Enhance a building layer to support downstream workflows

Introduction

Facility managers in both municipal and private sectors are increasingly requiring digital deliverables—particularly 3D Building Information Models (BIM)—as part of their workflows.  When integrated with GIS, these models provide a comprehensive, spatially aware view of assets, allowing facility managers to identify issues, track maintenance history, and visualize potential vulnerabilities. However, there remains a gap in understanding the data structures necessary to fully realize these benefits. This integration will drive the evolution of facility management into a more proactive, data-driven discipline.

Before you begin

• Ensure that all models are already georeferenced.
• Create a single dataset with all the relevant models, using the workflow in Combine multiple digital models into a single building scene layer.

What you need

• The ArcGIS Notebooks notebook included with this post
• ArcGIS Pro 3.3 or later

Now that multiple digital models have been combined as a single feature dataset, you can explore the resulting model to see if it meets the requirements for the downstream workflows (in this case operation and maintenance). The images below show a considerable number of elements in the generic model layer, which do not meet the requirements for the workflows.

If you look in more detail at the images below, you can see that the generic model layer includes street furniture, catenary masts, escalators, and more. To meet operation and maintenance (O&M) requirements, you must move these elements to more appropriate and specific categories.

Before you can move elements between the feature classes to fit the requirements, review the Generic Model feature class to find a way to identify the elements in a programmatic way so this process can be automated. After inspecting the feature class Generic Model, use the Family attribute to split the elements from the Generic Model feature class into categories.

Also, to improve performance and facilitate streamlined data management, you will mix the BIM File Workspace schema for Revit and IFC into a single building layer (bl) that will support the requirements.

As you can see below, the BIM file workspace for the Revit infrastructure discipline is focused on bridges while the BIM file workspace for the IFC infrastructure discipline covers rails, roads, and bridges layer.

Workflow

Edit the building layer (Manual)

Complete the following steps to improve the dataset to fit the O&M requirements:

1. 1. Optionally, make a copy of the Generic Model feature class before making any edits.
   2. Inspect the Generic Model feature class Family attribute to produce a list of elements that need to be moved or deleted.
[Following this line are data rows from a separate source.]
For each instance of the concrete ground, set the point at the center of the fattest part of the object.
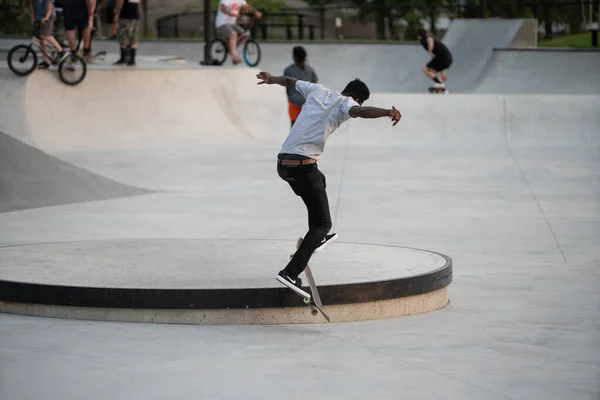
(508, 186)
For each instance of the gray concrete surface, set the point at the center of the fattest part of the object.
(202, 263)
(508, 186)
(30, 178)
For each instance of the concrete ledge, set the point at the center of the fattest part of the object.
(216, 281)
(400, 307)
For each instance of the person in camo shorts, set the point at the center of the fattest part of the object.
(43, 15)
(127, 14)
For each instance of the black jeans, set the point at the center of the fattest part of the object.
(308, 183)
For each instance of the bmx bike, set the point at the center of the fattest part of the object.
(72, 68)
(219, 49)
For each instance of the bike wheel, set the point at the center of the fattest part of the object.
(252, 53)
(72, 69)
(218, 51)
(18, 57)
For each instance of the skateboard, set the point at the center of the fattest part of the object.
(315, 301)
(437, 90)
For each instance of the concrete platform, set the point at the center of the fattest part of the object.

*This is not a comprehensive list of all the elements that could be moved between categories.

3. Inspect the Structural Framing feature class Family attribute to produce a list of elements that need to be moved or deleted.
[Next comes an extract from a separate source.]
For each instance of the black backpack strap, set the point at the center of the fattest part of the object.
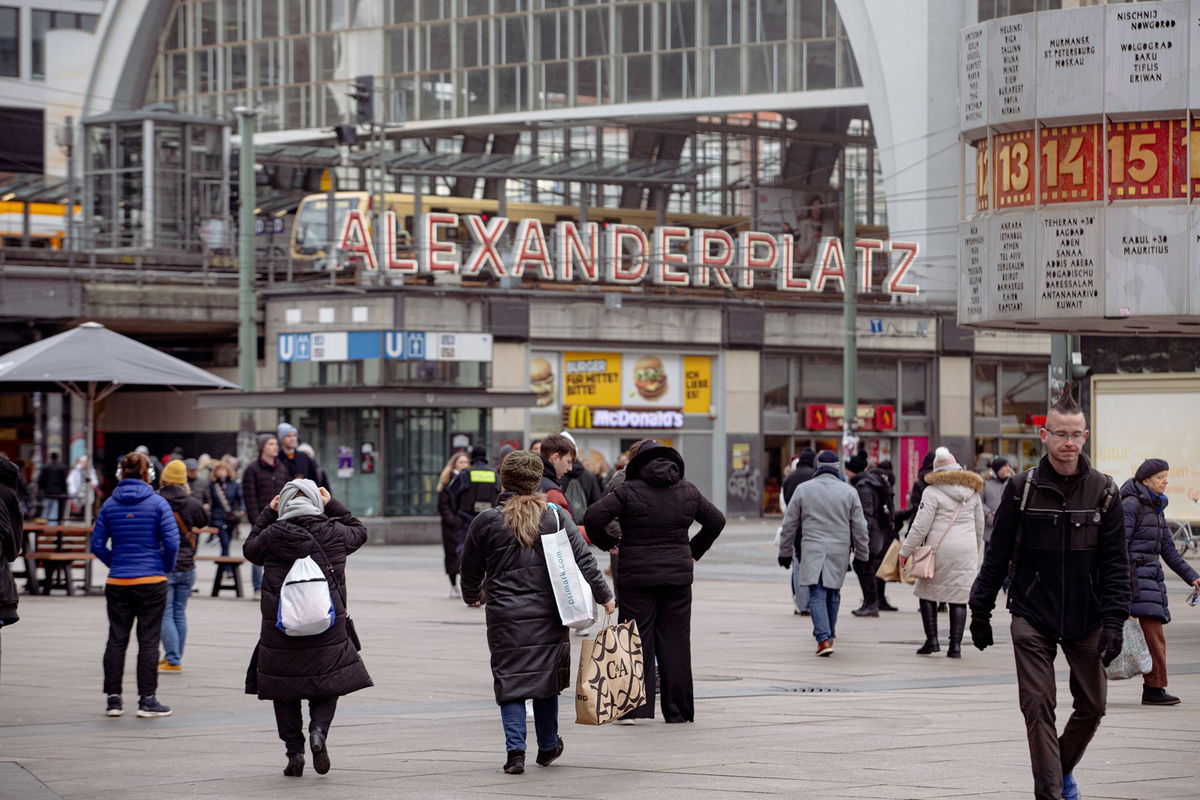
(1030, 476)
On the tables above, you see that there are four new feature classes (Masts, CatenarySystem, FurnitureSystem, and RubbishBin) that do not match the BIM file workspace schema for either IFC or Revit and two feature classes that do fit the BIM file workspace schema for IFC (Rails and Signals). You can create custom categories because the building layer allows you to create a building layer tailored to your specific category needs.

You will use the tables above to start organizing the data to fit your needs. This process can be divided into stages: (1) create feature classes and (2) append elements to existing feature classes.

Create a feature class

These steps will apply to the Signals, Rails, Masts, CatenarySystem, FurnitureSystem, and RubbishBin feature classes.
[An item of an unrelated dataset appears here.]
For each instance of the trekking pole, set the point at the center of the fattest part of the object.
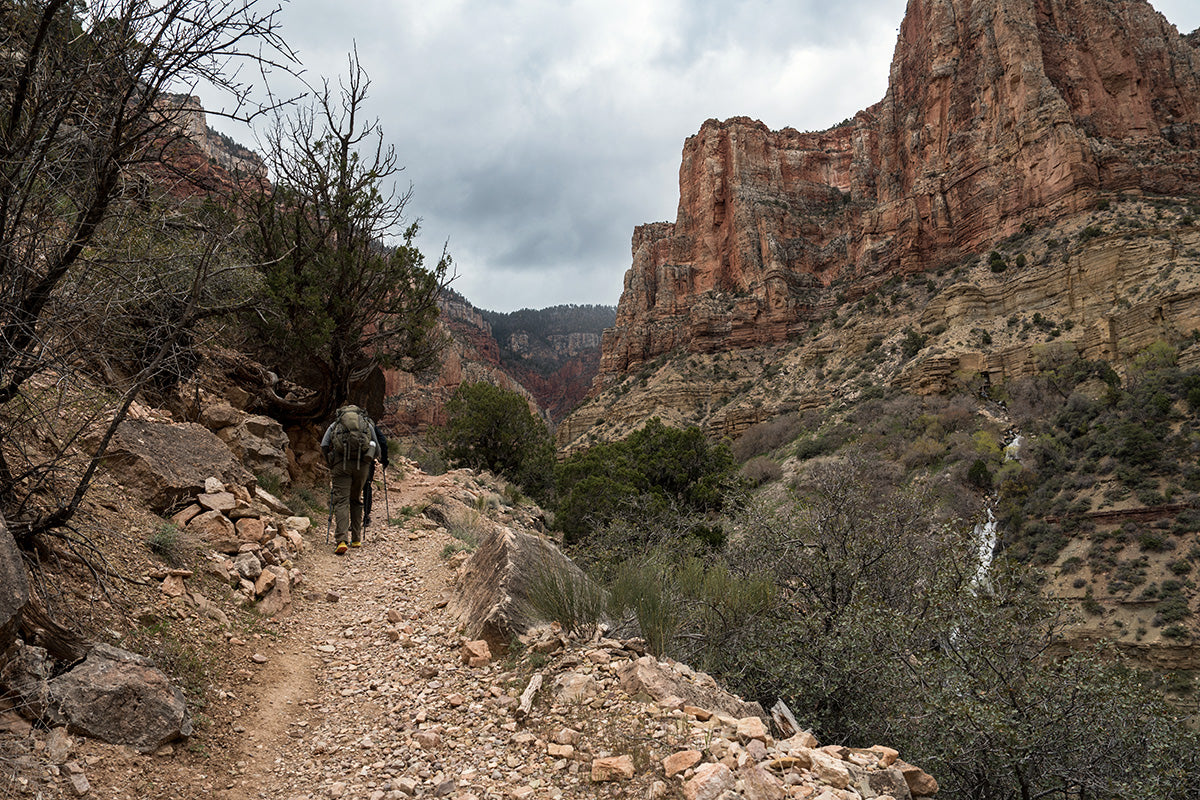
(330, 521)
(387, 509)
1. Click Select by attribute.

• For Input Rows, select GenericModel.
• For Selection Type, select New Selection.
• For Expression, type Family LIKE ‘%Sign%’.

2. Click Apply.
3. Open the Copy Features geoprocessing tool.

• For Input Feature, select GenericModel.
• For Output Feature Class, select Signals.

4. Click Run.

Only the selected elements copy to the new feature, based on the selection made in step 1.

5. Open the Delete Rows geoprocessing tool.

6. For Input Rows, select Generic Model.

7. Click Run.

Only the selected elements are deleted from the GenericModel feature class, based on the selection made in step 1.

8. Repeat this process for the Masts, CatenarySystem, RubbishBin and Rails.

Append elements to the existing feature class

These steps will apply to the rest of the elements.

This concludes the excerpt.